In the same year (Won-Buddhist year 11, 1926), Sot`aesan issued the new order`s four commemorative occasions: 1) the joint birthday commemoration, which was intended to collectively celebrate the birth of the new order and the birth of all believers as a whole on a specific day; 2) the holiday commemoration, which was intended to jointly celebrate various conventional holidays on a specific day at the temple; 3) the joint ancestral commemoration, which was intended to collectively perform the anniversary ceremony for all the predecessors who had preceded the parents on a specific day; 4) the change-of-the-year commemoration, which was intended to jointly celebrate the new year at the temple. The purpose of implementing such decrees was to use the money saved towards public service work and also to alleviate each individual`s economic burden. He instructed that those who could comprehend these new ceremonial conventions implement them first.

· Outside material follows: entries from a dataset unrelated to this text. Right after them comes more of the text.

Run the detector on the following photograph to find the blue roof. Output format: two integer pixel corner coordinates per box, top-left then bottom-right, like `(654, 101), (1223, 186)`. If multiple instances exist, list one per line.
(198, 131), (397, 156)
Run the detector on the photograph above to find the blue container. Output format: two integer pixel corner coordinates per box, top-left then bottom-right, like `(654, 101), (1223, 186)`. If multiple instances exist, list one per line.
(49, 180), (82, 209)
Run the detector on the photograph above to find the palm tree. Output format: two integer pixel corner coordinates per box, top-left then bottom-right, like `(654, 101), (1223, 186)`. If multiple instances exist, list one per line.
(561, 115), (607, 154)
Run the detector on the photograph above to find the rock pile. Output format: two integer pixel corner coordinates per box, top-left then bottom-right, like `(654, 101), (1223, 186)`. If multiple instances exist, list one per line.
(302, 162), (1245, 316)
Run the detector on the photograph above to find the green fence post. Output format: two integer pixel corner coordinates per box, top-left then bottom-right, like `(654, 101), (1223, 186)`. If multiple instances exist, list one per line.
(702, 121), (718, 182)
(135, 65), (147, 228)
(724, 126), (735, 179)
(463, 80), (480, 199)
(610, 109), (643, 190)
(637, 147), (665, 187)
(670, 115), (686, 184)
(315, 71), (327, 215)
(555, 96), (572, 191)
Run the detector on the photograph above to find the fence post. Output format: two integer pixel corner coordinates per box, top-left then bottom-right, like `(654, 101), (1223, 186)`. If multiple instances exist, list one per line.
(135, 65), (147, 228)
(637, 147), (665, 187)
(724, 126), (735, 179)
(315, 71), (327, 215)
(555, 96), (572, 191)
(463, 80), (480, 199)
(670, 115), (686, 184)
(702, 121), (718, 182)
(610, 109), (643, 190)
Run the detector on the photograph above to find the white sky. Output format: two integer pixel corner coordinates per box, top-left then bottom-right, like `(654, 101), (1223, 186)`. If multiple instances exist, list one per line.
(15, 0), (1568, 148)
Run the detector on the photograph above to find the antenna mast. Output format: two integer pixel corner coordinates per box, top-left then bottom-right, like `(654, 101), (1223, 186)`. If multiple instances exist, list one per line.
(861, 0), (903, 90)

After the new ceremonial protocols were issued, the rites and rituals of birth were first performed when the grandson of No Deoksongok (Kim Yeongbong) of Jinan and the third son of Sot`aesan (Park Kwangjin) were born. The new rites and rituals of matrimony were first performed, when the first son of Kim Kwangseon (Kim Hongcheol) of Yeonggwang and the first daughter of Kim Taesangok (Yi Bo-eunghwa) as well as the second son of Song Byeokjo (Song Doseong) and the first daughter of Sot`aesan (Park Gilseon) were joined in matrimony. The rites and rituals of a funeral were first performed, when Seo Dongpung had passed away, and the rites and rituals of a death anniversary, when the anniversary ceremony for the father of Jeon Eumkwang was conducted. As for the protocols for the four commemorative occasions, the congregation at each temple took the initiative in implementing the prescribed provisions. Together they became sacred pioneers in the great task of constructing the new world when the sentiments of the people were still deeply bound by troublesome rules and inefficient ways of doing things.